The mortality rate of pediatric myocarditis was previously estimated to be around 7–8% in recent two studies using the Pediatric Health Information System database, which was higher than our findings of ~4.9% in the current study.1,3 As shown in Fig. 1a, as mortality rates declined over recent years, it is possible that the lower overall mortality rate in our study was due to inclusion of more recent datasets. Alternatively, the differences in mortality rate could also be due to differences in age criteria for inclusion in different databases. Specifically, in the KID, patients up to 20 years of age were included. As lower mortality rates were seen in old pediatric patients, age criteria could also contribute to a lower mortality rate in our study.
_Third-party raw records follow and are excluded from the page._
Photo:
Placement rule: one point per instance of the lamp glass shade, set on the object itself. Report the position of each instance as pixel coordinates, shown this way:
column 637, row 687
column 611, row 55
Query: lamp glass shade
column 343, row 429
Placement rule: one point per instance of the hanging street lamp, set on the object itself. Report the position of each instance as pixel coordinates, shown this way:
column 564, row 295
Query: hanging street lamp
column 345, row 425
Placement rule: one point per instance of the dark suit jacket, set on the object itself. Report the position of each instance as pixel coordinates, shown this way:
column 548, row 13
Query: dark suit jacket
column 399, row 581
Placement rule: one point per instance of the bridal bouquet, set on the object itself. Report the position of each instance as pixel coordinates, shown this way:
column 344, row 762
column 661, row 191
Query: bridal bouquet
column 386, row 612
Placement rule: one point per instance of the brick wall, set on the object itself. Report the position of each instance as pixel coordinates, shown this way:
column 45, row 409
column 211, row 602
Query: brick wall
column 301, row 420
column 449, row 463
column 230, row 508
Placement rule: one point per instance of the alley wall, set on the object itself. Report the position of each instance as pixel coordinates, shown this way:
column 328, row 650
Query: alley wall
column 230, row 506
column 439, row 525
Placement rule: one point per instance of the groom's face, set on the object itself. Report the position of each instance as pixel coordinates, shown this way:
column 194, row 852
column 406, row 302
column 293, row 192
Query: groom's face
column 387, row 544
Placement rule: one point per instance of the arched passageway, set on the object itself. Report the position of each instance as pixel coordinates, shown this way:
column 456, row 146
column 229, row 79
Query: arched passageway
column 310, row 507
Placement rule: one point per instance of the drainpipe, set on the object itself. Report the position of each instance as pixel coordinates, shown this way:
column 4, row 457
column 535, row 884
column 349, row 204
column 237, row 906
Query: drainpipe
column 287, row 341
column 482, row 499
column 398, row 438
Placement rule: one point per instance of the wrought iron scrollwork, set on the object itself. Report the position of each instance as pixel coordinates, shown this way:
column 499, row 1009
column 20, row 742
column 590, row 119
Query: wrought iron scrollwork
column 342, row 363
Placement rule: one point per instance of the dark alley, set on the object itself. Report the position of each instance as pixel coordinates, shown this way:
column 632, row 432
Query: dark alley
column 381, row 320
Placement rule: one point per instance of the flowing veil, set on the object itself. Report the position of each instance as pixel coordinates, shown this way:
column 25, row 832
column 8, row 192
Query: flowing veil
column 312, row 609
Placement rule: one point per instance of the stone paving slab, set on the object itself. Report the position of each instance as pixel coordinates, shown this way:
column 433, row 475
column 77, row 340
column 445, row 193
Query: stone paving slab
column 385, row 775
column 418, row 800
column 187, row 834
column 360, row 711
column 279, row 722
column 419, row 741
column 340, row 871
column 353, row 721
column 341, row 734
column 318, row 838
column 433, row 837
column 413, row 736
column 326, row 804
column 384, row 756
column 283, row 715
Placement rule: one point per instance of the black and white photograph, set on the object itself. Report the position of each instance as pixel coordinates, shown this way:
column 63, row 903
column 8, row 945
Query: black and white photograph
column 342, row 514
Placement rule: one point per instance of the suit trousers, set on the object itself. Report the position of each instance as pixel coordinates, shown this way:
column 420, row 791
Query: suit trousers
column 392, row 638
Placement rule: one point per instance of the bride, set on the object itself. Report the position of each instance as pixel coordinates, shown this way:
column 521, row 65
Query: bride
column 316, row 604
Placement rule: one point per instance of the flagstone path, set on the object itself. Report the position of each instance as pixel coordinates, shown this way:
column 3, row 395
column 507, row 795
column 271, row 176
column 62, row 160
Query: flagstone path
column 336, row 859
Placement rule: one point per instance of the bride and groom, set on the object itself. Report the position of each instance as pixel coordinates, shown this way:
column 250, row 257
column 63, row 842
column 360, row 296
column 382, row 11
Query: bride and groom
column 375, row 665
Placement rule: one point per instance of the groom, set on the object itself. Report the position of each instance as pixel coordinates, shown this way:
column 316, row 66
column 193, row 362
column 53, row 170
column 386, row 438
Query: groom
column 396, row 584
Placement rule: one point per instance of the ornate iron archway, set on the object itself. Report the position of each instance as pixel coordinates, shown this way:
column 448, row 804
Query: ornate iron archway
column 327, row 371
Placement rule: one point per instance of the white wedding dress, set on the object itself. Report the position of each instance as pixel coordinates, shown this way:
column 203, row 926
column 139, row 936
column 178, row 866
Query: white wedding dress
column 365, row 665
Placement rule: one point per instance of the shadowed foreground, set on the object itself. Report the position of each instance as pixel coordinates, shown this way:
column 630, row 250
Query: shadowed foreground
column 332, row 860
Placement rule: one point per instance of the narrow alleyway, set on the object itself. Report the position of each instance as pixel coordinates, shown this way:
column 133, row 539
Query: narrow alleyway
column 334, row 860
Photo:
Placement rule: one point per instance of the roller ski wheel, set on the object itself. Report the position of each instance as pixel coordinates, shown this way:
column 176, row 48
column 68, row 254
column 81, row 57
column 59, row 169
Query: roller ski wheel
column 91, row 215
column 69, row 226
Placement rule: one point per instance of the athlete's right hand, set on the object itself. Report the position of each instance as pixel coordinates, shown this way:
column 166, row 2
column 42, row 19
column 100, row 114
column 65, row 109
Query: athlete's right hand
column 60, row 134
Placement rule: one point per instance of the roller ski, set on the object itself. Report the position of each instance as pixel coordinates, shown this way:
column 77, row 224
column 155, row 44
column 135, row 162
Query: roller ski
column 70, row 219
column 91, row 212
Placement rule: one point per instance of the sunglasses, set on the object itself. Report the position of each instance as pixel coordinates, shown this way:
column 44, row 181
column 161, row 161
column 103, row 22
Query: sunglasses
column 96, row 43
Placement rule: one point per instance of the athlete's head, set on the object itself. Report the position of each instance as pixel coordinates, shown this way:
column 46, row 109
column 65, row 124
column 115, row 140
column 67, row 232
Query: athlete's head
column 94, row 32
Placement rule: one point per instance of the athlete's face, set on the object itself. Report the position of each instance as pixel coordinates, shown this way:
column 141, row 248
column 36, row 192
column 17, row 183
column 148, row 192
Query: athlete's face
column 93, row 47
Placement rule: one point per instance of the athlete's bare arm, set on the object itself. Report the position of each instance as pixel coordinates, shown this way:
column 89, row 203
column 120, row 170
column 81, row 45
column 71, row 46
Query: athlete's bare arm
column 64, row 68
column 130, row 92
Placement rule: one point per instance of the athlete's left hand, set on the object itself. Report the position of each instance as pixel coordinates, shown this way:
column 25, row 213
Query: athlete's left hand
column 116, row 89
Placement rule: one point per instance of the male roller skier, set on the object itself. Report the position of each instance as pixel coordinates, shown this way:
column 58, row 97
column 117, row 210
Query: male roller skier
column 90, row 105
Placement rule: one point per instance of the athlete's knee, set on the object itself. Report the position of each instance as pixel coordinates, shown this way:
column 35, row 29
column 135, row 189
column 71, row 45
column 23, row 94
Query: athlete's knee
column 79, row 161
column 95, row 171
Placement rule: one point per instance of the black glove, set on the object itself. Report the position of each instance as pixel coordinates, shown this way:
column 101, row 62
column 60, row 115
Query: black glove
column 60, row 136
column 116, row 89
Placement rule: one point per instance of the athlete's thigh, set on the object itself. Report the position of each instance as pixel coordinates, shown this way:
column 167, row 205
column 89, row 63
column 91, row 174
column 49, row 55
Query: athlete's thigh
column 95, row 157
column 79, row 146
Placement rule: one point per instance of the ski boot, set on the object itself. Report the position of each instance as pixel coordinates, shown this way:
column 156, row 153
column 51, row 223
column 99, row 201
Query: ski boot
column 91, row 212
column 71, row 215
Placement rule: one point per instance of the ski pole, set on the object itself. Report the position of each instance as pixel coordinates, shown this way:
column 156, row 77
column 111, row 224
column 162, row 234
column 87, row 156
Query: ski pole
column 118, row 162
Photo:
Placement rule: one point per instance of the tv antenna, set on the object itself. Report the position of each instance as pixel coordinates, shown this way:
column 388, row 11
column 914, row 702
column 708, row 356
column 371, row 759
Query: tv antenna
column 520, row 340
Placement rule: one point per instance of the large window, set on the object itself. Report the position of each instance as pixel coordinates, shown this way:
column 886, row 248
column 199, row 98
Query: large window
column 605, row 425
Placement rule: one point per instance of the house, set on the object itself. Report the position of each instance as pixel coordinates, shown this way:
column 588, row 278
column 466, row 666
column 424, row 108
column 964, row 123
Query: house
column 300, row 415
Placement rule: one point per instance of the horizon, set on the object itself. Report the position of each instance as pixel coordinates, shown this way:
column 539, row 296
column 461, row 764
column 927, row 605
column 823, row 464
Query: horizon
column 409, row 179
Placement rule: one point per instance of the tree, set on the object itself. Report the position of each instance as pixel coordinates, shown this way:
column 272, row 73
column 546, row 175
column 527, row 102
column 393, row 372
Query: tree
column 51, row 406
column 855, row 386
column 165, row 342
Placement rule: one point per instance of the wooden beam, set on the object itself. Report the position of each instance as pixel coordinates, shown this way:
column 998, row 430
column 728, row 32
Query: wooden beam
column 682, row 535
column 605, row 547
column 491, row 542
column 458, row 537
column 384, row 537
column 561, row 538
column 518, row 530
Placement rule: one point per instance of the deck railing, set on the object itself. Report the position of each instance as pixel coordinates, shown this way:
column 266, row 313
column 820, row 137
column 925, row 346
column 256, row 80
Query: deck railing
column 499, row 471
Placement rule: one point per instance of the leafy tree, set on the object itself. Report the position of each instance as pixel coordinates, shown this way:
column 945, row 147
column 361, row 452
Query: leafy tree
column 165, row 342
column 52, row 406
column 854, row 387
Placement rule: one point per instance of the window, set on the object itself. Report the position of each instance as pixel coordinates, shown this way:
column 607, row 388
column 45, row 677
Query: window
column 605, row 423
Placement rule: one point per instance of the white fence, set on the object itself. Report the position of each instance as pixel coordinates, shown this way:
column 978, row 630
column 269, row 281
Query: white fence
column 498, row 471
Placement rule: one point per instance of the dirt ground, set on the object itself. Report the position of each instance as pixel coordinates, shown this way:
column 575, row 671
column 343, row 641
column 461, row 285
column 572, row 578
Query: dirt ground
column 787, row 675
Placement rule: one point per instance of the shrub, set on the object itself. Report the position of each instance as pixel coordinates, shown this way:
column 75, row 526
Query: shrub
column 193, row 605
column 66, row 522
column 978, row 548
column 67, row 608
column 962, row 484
It was shown before that tachyarrhythmias are associated with poor outcomes in pediatric myocarditis.3,4 Specifically, the study by Anderson et al.3 showed that tachyarrhythmias, but not bradyarrhythmias, were associated with increased mortality, length of hospital stay, and daily hospitalization costs. Similarly, our study identified tachyarrhythmias as a risk factor for mortality and increased length of stay, further supporting the validity of the ML approach in risk factor identification. Consistent with previous studies, our analysis also did not find an association between conduction disorders/bradyarrhythmias and mortality (data not shown). To our knowledge, acute kidney injury (AKI) has not been reported in the literature as a risk factor for mortality in pediatric myocarditis, although a recent study in adult patients with acute myocarditis showed unfavorable outcomes in association with AKI.10 AKI may cause disturbances in fluid, electrolytes, and acid–base balance. It is likely related to low cardiac output and poor renal perfusion. It may also be caused by afterload reduction therapy, which leads to a reduction in renal perfusion. Our finding warrants future prospective studies to further investigate the mechanisms and the measures to minimize its occurrence.

Limitations

There are several limitations to the study. First, data in the KID were not collected for research purposes, and were for medical coding and billing. Therefore, incorrect or missing information may exist. Second, there is no information on the accuracy of the diagnoses that were used to identify prognostic factors, as well as their temporal association with the primary diagnosis. Nonetheless, the HCUP has stringent policies for quality assurance and the KID has been used for clinical observational studies which has resulted in more than 4000 publications to date, supporting its credibility in this type of research.

Conclusion

In summary, we implemented a random forests algorithm to identify risk factors for mortality and prolonged length of stay in pediatric myocarditis using a national database with data records spanning over more than a decade, followed by quantifying individual risks using linear regression analysis. We identified brain injury, acute kidney injury, dysrhythmias, coagulopathy, sepsis, and the need for ECMO use to be independently associated with increased mortality and longer length of stay. Findings from this report provide insights into the prognostic factors for pediatric myocarditis, and may allow clinicians to be better prepared when informing patients and their families regarding disease outcomes.